How to readTXTfile bigger then 8 MB

I need to read text files which has size 30-100 MB. When I try to open such file, i see an Error message “java.lang.OutOfMemoryError”. Files smaller then 8 MB are readed without problem.

textData = plugins.file.readTXTFile( contents[p] );

Mac OS 10.3.9, 2 GB RAM, Java version 1.4.2_56
Servoy 2.2.4-build 336

Best Regards
AGIS

Are you actually surprised by this ?

I think the point about this topic is that there is no way in Servoy (as far as I know) to read a file in chunks… to make very large files manageable.

In my case, I transfer data from FileMaker as merge files, read them in Servoy using the file plugin, process data and insert the results into PostgreSQL using the RawSQL plugin. I get very good performance, but what will happen if I have to import a 50MB file?

You could also just give Servoy more memory. Just add this line to your servoy_developer.bat:

java -Xmx512m -classpath servoy_developer.jar Servoy

instead of

java -classpath servoy_developer.jar Servoy

This will allow Servoy developer to access up to 512MB RAM.

patrick, that’s indeed one of the solutions, but it would be nice, if we could read, or import text-files in chuncks (or line by line)

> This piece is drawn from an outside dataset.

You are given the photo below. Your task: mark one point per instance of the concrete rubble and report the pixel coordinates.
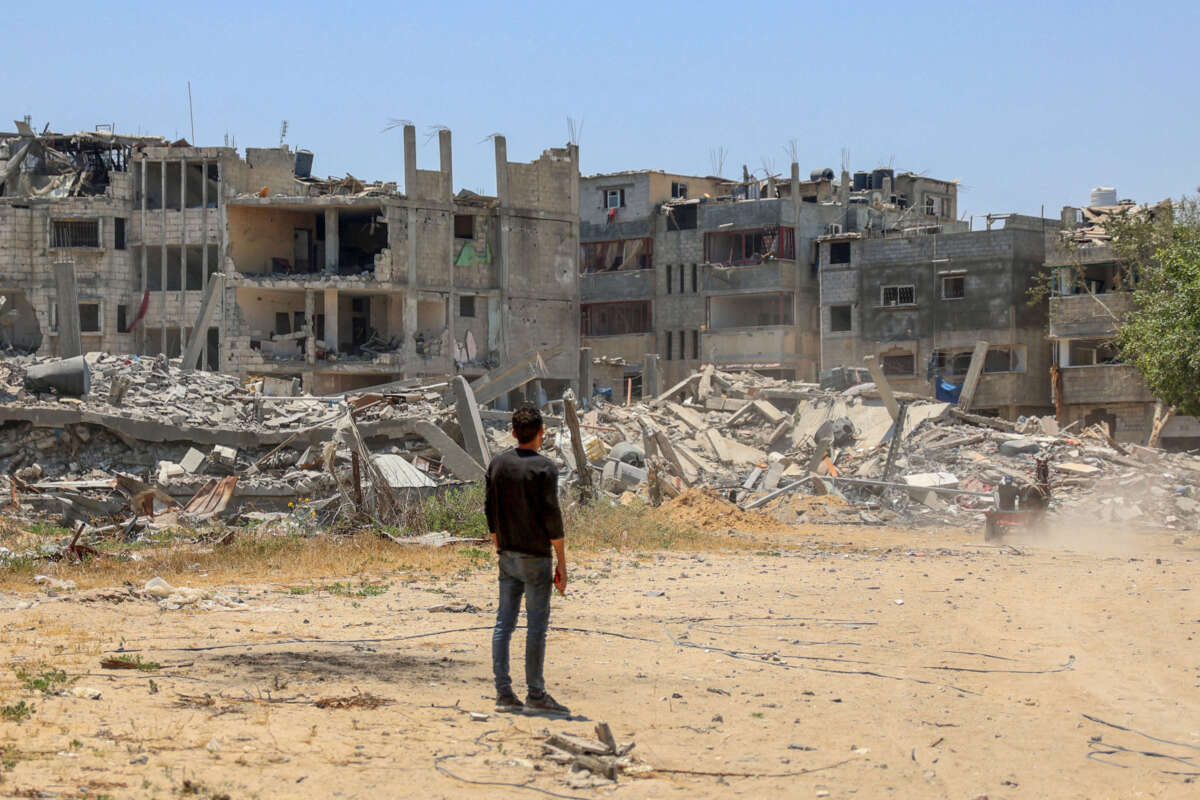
(810, 455)
(151, 446)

Servoy, is that hard to implement?

I have made a feature request for this: http://forum.servoy.com/viewtopic.php?p=29625#29625

Christian said:

I think the point about this topic is that there is no way in Servoy (as far as I know) to read a file in chunks… to make very large files manageable.

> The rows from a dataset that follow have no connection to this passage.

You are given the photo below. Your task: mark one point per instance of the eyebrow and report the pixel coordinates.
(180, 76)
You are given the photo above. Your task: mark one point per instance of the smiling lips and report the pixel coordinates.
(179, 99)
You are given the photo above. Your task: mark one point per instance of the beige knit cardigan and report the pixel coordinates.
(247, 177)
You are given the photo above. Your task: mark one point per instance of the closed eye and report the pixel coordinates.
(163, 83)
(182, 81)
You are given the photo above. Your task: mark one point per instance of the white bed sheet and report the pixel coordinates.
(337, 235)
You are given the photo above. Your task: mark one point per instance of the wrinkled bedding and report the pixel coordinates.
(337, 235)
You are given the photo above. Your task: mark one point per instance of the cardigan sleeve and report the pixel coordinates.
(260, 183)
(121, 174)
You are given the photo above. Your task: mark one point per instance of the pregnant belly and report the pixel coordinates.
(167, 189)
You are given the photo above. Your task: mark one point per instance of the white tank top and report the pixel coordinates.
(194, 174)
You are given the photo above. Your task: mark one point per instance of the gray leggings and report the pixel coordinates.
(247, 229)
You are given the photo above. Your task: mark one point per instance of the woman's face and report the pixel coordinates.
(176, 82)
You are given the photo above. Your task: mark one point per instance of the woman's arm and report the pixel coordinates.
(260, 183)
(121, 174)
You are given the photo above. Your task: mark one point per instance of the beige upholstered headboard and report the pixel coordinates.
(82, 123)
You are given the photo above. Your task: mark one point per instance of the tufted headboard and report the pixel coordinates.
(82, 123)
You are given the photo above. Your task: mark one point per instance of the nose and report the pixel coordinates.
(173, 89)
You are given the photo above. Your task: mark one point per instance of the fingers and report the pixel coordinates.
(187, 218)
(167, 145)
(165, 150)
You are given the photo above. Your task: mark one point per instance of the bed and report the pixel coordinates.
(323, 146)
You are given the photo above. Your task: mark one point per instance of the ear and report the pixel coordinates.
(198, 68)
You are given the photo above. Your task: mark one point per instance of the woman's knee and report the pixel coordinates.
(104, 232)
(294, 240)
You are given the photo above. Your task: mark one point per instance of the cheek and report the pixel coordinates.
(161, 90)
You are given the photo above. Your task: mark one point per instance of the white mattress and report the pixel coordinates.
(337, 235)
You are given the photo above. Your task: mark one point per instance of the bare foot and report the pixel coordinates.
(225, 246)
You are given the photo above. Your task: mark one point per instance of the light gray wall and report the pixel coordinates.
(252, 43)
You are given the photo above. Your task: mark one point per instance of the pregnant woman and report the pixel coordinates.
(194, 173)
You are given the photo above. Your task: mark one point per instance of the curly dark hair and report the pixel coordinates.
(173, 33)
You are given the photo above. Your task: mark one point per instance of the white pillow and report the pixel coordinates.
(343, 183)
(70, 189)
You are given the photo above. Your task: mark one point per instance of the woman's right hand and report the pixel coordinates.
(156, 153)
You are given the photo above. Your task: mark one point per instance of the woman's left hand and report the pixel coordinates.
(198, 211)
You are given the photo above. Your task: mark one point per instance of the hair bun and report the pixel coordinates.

The issue is that to hold onto a file and read from it ‘in chunks’ requires a dedicated reader i.e. a reader that knows how to read that file safely.
That means that somebody needs to write a stream reader for the content (if you don’t do it as a stream, you’ll always run out of memory at some point);
And that means somebody needs to write a UI controller that would allow the solution developer or the solution user to control that read process (and probably only in a forwrds direction).

What I am saying is that this is a lot of work, with in general, minimal return. You won’t see many such implementations in the general software community. For example, neither Microsoft nor Sun have such a generic reader utility (at least one publicly available). The reason is simple : you need to have a defined structure in your data, say something which conforms to a schema. You can’t reliably read a stream without knowing what can come down the wire basically.

So, there is an option if you have a file whose input stream tructure can be anticipated. That’s where SAX and schemas come into the equation. So, this TXT file, if it’s really useful and provides structured data, could be read by any sax parser and a generic sax handler implementation could be put in place with a generic ‘walker’. Such implementations do exist and can also be readily written.

So, my parting question is “who will use it and how (and why ?) ?”.

What is in this large text file that you need to be able to access the content in its entirety at any moment in time ?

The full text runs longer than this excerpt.